Speaking of Bill Clinton, Politico's Harris (one of best biographers of Bill out there) Allen report that the former president is upset about his speech topic. He wants to speak on the economy but the topic Wednesday night is national security. "The former president is disappointed, associates said, because he is eager to speak about the economy and more broadly about Democratic ideas - emphasizing the contrast between the Bush years and his own record in the 1990s. This is an especially sore point for Bill Clinton, people close to him say, because among many grievances he has about the campaign Obama waged against his wife is a belief that the candidate poor-mouthed the political and policy successes of his two terms."
"Some senior Democrats close to Obama, meanwhile, made clear in not-for-attribution comments that they were equally irked at the Clinton operation. Nearly three months after Hillary Clinton conceded defeat in the nomination contest, these Obama partisans complained, her team continues to act like she and Bill Clinton hold leverage."
Bloomberg News on what Michelle Obama needs to do tonight. "After tapping veteran Democratic strategist Stephanie Cutter as her chief of staff in June, Michelle Obama, 44, has softened her image by appearing on television programs such as 'The View.' Going into this week's convention, she is on the covers of Essence and Ebony magazines. 'Her first job on Monday night is to reintroduce herself to the country and to the world because she's never had a larger audience,' said Myra Gutin, a communications professor at Rider University in Lawrenceville, New Jersey, and author of a book about first ladies. 'The second task is to introduce her husband to the audience in a way in which she knows him and perhaps we don't.'"
The AP also previews Michelle Obama's speech today. "If part of her function has been to reveal the husband and dad side of the man addressing the masses, she also needs to show she's just a woman, just an American, just a patriot… In the primaries, she was dubbed 'the Closer' for her ability to persuade the undecided voters walking in to come on board before walking out. Now she's the opener, the first-night star called upon to testify about her husband's vision and values, and perhaps settle some doubts about herself."
Might Ted Kennedy show up? Despite his illness, "the senator has recently told people that he has a speech written for the convention and that he badly wants to come, pending a final medical consultation," the Boston Globe reports. "Buzz has built among Massachusetts politicos that Kennedy would come, and yesterday a Bay State Democrat close to the family confirmed that Kennedy has decided to travel to Denver, probably for an opening-night address."

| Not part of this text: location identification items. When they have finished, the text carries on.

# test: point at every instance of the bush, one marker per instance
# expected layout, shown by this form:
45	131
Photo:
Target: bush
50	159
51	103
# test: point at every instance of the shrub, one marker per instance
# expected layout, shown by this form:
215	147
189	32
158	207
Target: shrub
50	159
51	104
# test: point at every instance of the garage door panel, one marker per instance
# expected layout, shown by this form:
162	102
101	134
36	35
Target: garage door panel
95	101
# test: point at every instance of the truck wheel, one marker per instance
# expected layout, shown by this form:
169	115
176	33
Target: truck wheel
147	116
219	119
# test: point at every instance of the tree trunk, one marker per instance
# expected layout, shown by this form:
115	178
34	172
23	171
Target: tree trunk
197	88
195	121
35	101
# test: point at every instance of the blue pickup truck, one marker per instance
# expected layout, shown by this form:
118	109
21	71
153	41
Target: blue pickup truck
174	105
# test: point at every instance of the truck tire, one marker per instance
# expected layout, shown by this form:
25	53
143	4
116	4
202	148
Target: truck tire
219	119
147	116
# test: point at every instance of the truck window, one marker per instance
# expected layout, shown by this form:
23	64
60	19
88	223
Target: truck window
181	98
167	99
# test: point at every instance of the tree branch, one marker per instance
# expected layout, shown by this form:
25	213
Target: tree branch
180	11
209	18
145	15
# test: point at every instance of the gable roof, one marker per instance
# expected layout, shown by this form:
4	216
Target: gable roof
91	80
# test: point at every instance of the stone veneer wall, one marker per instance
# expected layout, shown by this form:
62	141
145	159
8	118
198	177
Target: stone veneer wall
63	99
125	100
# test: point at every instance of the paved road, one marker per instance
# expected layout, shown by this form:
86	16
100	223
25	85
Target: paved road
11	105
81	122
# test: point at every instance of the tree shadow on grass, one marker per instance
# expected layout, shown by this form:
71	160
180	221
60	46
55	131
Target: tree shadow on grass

And live at Red Rocks… Like a man with the pressure off, Virginia Gov. Tim Kaine enthusiastically introduced the marquis act of the night -- and who this east coast reporter most wanted to see -- Dave Matthews and Tim Reynolds at Red Rocks in Colorado, a special place for Dave Matthews fans.
"Raise your hand if you know how many homes you own… You can't make this stuff up," an ebullient Kaine said, donning jeans and an airy, short-sleeve button down shirt, looking every bit the backyard dad. Kaine went on to sing the praises of Obama and passionately tick off the reasons he got involved with the Obama campaign.